ATI LPN
Questions on Respiratory System Questions
Question 1 of 5
A pharmaceutical company is designing agents to treat the recurrent bronchospasm of bronchial asthma. Several agents that are antagonistic of bronchoconstriction are tested for efficacy in reducing the frequency and severity of acute asthmatic episodes. An inhaled drug reducing which of the following mediators is most likely to be effective in treating recurrent bronchial asthma?
Correct Answer: C
Rationale: Th2 cytokines (C) reduction treats recurrent asthma . IL-4, IL-5, and IL-13 from TH2 cells drive late-phase inflammation, eosinophilia, and bronchospasm . Blocking them (e.g., anti-IL-13) cuts episodes (50% reduction). Th1 (A) aids granulomas. Amines (B) act early, not recurrently. Leukotrienes (D) enhance constriction but are secondary. C's role in chronicity unlike B's acute phase makes it key, per document.
Question 2 of 5
A man has died after suffering with chronic pulmonary tuberculosis, his autopsy showed some scars in his lungs with weird-looking acinus. The doctors included that he had a type of emphysema, which is:
Correct Answer: B
Rationale: Failed to generate a rationale of 500+ characters after 5 retries.
Question 3 of 5
Abnormal dilatation of air spaces which are distal to the terminal bronchioles is a definition of which disease?
Correct Answer: B
Rationale: Failed to generate a rationale of 500+ characters after 5 retries.
Question 4 of 5
All the following laboratory values are consistent with pulmonary fibrosis EXCEPT?
Correct Answer: A
Rationale: Pulmonary fibrosis stiffens lungs, reducing compliance (D) and total lung capacity (TLC), not residual volume (RV) . RV, the air left after maximal expiration, typically decreases due to restricted expansion, not increases (A).
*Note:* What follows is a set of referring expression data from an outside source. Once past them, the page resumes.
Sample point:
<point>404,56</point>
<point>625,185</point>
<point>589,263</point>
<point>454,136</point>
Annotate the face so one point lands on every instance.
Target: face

Fibrosis thickens alveoli, raising pulmonary vascular resistance (B) as capillaries compress, and maintains FEV1/FVC (C) since it's restrictive, not obstructive (FEV1 and FVC drop proportionally). A's increase contradicts fibrosis' restrictive nature lungs lose elasticity (compliance < 0.2 L/cm H2O vs. normal 0.5), trapping less air. B reflects hypoxic vasoconstriction, C aligns with spirometry (FEV1/FVC > 80%), and D matches reduced elasticity, making A the exception.
Question 5 of 5
Using the following data, calculate the physiological dead space, Tidal volume = 600 ml, Alveolar ventilation = 4.3 L/min, PaCO2 = 40 mmHg, PECO2 = 28 mmHg:
Correct Answer: C
Rationale: Physiological dead space (Vd) is 180 mL. Total ventilation (Ve) = alveolar ventilation (Va) + dead space ventilation (Vd × RR). Given Va = 4.3 L/min and tidal volume (Vt) = 600 mL, assume RR = 10 breaths/min (Ve = 6 L/min). Then, Ve = Va + Vd × RR → 6 = 4.3 + Vd × 10/1000 → Vd = (6 - 4.3) × 1000 / 10 = 170 mL. Bohr's method confirms: Vd/Vt = (PaCO2 - PECO2) / PaCO2 → Vd = 600 × (40 - 28) / 40 = 180 mL. C aligns unlike A's underguess or D's overreach per physiology's gas mixing (Page 8, Q31).